Рядом с Наумом задергался Елезар. Лошади, испуганно прядая ушами, попятились в стойло. Но мертвому казаку не было до них никакого дела. Неуклюже передвигая свое непослушное тело, он присоединился к темной процессии, направлявшейся к воротам.
Когда сняли засов, из дома, наконец, показалась ведьма. Со свертком в руках – из грязного тряпья выглядывали крохотные ладошки и доносился тонкий младенческий плач, похожий на кошачье мяуканье. Если плачет, значит, живой. Значит, не задохся, пока созревал в земле на заднем дворе.
Вот дрянь, подумал Наум, ведь даже не обманула. Ни в слове не соврала. Она действительно умеет воскрешать покойников.
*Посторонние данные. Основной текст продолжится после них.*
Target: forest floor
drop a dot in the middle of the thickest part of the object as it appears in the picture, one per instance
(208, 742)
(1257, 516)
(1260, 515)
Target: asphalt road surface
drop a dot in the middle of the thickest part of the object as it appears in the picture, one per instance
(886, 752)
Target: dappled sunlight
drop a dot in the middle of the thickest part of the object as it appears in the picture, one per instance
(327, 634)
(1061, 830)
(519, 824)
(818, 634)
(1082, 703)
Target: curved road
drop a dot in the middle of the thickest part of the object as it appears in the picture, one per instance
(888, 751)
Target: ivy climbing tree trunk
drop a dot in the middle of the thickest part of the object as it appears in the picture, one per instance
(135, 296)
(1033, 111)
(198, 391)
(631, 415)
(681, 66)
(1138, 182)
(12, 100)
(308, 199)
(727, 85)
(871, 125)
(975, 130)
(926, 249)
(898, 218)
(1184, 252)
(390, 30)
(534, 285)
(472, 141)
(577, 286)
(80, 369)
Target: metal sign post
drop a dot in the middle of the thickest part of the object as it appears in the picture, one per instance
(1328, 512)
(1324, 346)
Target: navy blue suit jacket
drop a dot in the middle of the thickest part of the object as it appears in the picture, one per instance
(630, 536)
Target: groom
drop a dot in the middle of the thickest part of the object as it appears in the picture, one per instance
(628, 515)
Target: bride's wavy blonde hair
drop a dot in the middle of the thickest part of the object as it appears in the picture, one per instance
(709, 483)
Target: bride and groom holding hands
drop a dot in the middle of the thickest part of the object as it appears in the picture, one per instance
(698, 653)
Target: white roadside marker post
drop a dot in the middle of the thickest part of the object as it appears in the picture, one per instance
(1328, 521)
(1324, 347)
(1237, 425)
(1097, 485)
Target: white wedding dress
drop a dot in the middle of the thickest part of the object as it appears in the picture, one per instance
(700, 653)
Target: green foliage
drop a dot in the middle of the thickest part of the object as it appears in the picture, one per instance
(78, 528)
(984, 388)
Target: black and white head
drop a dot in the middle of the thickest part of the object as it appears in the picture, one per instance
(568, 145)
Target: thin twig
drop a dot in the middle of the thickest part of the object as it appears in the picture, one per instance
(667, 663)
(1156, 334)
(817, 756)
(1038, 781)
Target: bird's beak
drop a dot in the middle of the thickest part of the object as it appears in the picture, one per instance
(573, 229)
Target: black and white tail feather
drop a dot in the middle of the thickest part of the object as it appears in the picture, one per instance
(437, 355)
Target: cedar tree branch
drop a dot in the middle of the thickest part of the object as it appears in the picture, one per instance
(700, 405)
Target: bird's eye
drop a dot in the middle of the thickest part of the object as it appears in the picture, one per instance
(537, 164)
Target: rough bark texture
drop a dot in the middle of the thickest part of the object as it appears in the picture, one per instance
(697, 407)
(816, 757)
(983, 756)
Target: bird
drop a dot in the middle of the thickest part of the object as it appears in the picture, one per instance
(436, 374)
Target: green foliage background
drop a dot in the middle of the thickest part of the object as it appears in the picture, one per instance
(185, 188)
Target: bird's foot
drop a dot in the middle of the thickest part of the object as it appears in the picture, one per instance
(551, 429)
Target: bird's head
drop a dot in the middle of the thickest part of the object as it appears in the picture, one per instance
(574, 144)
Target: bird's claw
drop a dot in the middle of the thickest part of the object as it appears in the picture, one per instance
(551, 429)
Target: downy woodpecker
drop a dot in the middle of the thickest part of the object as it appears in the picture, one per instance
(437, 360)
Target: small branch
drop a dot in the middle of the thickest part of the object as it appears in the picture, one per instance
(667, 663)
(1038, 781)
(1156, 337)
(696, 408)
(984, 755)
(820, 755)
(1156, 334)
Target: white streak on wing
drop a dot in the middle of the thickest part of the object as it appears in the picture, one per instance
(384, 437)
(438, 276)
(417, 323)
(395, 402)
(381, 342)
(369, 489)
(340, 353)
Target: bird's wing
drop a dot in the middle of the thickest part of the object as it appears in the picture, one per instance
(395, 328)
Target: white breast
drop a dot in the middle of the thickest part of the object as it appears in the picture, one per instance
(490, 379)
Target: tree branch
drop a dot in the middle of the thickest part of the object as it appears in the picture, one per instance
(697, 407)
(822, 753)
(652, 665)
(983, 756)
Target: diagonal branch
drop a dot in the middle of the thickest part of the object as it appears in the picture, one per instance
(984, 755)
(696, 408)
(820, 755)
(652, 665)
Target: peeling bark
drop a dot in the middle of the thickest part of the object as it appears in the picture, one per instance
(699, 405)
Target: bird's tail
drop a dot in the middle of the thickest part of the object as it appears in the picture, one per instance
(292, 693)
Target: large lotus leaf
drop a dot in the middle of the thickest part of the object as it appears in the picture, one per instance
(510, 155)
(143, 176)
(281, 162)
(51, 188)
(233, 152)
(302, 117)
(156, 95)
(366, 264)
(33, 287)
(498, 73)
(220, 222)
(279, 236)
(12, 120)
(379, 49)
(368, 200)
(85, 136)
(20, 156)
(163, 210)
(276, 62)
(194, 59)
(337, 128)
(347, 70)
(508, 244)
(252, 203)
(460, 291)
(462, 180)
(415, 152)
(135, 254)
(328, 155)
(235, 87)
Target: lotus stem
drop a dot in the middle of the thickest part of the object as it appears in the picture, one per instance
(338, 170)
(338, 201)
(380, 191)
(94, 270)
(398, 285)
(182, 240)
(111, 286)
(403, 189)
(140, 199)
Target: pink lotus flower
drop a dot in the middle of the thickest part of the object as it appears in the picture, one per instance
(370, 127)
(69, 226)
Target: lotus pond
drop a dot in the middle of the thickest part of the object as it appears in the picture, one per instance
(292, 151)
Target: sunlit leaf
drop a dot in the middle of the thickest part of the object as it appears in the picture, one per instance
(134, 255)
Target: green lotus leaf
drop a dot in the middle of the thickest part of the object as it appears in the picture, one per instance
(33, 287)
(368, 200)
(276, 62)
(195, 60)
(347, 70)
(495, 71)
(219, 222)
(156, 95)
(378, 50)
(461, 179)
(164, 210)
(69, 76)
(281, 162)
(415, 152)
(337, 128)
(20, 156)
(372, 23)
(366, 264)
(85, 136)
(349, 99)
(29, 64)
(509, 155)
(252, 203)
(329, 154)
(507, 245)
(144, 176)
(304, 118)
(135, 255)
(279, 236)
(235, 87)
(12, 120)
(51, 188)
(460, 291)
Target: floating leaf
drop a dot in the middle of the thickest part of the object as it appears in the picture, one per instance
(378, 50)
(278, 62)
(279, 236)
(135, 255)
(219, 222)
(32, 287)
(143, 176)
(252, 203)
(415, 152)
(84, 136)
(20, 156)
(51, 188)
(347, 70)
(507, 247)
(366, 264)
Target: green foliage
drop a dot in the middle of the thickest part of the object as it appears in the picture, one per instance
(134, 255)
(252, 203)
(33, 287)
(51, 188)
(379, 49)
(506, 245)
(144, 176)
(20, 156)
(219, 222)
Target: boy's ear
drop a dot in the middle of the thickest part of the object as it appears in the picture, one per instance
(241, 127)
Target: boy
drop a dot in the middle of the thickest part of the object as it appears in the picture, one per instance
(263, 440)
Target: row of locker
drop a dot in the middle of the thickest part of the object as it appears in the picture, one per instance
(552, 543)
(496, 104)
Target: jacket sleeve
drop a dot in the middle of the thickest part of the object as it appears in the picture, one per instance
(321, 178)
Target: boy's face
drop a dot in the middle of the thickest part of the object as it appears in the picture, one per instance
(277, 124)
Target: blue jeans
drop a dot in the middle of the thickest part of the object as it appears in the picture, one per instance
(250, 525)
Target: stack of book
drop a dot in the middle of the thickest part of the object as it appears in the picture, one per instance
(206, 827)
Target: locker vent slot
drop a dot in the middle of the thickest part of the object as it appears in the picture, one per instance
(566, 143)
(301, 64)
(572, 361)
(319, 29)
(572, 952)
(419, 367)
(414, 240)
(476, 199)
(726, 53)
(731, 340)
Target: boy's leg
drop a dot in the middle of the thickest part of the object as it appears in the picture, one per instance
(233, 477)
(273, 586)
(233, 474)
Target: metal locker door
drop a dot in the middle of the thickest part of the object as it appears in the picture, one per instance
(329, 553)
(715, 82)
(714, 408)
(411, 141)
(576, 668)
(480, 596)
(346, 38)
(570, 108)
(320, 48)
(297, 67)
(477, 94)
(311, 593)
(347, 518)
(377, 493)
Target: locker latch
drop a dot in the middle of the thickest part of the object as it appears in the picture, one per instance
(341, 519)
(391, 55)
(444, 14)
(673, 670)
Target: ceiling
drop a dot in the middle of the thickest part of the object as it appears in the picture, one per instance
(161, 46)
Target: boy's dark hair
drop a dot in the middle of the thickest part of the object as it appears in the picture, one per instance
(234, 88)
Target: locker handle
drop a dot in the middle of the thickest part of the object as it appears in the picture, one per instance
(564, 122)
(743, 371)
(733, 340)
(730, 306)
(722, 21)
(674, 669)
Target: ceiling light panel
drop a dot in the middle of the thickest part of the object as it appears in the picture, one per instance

Просто казаки возомнили, будто ведьма – гвоздь их замысла, а оказалось наоборот. Видать, для чего-то понадобился Клятым горам вождь разгромленного восстания и, поклявшиеся идти с ним до конца, верные слуги атамановы. Может, там, за хребтом, куда не дотянуться ни империи, ни её ошалевшему от безраздельной власти небесному покровителю, поднявшиеся из мертвых казаки начнут все заново? Может, на этот раз им удастся завершить начатое?
Расставаясь с жизнью посреди залитого кровью безымянного умета на восточном берегу Старшего Ягака, безбожник Наум Жила смотрел на ведьму и улыбался. Он видел ее в истинном обличье и, если б мог, возблагодарил бы Господа за то, что умирает, потому что живым никогда не познать подобной красоты. Наум не спешил. Знал, что она дождется.